Even though ‘entertainment’ gets coverage in mainstream media, and the commercial end was at the fore of any discussion about arts-related pandemic challenges, the arts are not part of the everyday language of this country no matter how often the Australia Council and the Australian Academy of Humanities prove the economic contribution the arts make to the country; point to the surveys that show more Australians attend arts events than sports; and, evaluate both the jobs they provide and the diverse career pathways that arts and humanities engender in so many people.
This philosophical ignorance around the value of the arts has been matched in practice with the recent hike in fees for humanities courses. At the time of that announcement the government’s own employment website listed fifteen or so skills required for future work, fourteen of which are taught in the humanities. The decision to boost enrolment in STEM and mitigate against the arts/humanities flies directly against the intelligence of their own department. And as Jacqui Lambie pointed out, it is especially prejudicial to young people from socially disadvantaged backgrounds. Most don’t have either the cash to pay or the confidence to get into debt and they are the very ones who may not know what they want to do right now, but might, through the humanities, discover what that career option is.

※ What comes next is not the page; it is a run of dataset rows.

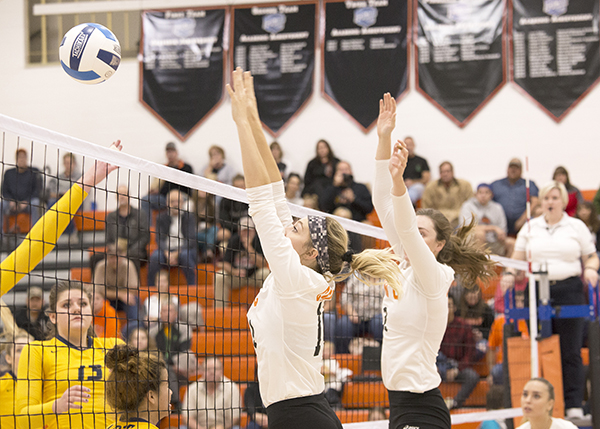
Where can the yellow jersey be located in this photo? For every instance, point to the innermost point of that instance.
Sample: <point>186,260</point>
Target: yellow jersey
<point>133,424</point>
<point>8,381</point>
<point>41,239</point>
<point>48,368</point>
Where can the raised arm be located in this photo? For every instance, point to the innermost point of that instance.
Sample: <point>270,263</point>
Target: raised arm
<point>43,236</point>
<point>255,171</point>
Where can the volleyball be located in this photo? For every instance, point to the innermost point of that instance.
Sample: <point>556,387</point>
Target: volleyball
<point>90,53</point>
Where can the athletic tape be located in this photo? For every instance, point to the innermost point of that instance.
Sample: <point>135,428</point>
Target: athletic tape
<point>102,153</point>
<point>456,419</point>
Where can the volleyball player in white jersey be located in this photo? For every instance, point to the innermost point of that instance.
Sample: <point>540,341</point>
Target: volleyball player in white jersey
<point>286,318</point>
<point>415,322</point>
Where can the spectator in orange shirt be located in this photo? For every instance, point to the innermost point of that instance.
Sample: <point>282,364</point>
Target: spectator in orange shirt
<point>494,354</point>
<point>106,323</point>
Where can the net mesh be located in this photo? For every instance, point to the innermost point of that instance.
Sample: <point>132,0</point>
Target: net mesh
<point>170,264</point>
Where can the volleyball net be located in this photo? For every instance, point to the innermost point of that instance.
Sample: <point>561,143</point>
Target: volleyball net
<point>172,263</point>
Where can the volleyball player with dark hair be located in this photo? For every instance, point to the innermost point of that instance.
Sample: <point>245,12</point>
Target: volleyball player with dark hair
<point>61,380</point>
<point>306,258</point>
<point>137,388</point>
<point>414,324</point>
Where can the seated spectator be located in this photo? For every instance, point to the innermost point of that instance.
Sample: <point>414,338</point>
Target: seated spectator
<point>243,263</point>
<point>416,174</point>
<point>106,322</point>
<point>496,340</point>
<point>33,318</point>
<point>511,193</point>
<point>213,401</point>
<point>474,312</point>
<point>283,165</point>
<point>562,175</point>
<point>217,169</point>
<point>447,194</point>
<point>335,376</point>
<point>171,339</point>
<point>153,302</point>
<point>361,307</point>
<point>209,231</point>
<point>21,189</point>
<point>120,277</point>
<point>230,211</point>
<point>587,213</point>
<point>127,223</point>
<point>59,186</point>
<point>159,189</point>
<point>139,338</point>
<point>253,405</point>
<point>376,414</point>
<point>293,186</point>
<point>177,240</point>
<point>320,169</point>
<point>345,192</point>
<point>491,221</point>
<point>455,359</point>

Shortsighted bullish decisions do not properly consider consequences or repercussions beyond a few years of jobs growth and innovation cliches. I’m not anti-science. I matriculated with double maths, physics and chem and loved them. I’m all for lowering fees for education. Oh Finland! where education is free, there are even good food subsidies for those that need them, and teaching is one of the most valued and prestigious professions. Here the discrimination against humanities is social engineering at its worst, and the effect won’t be felt for years, as with so many current decisions.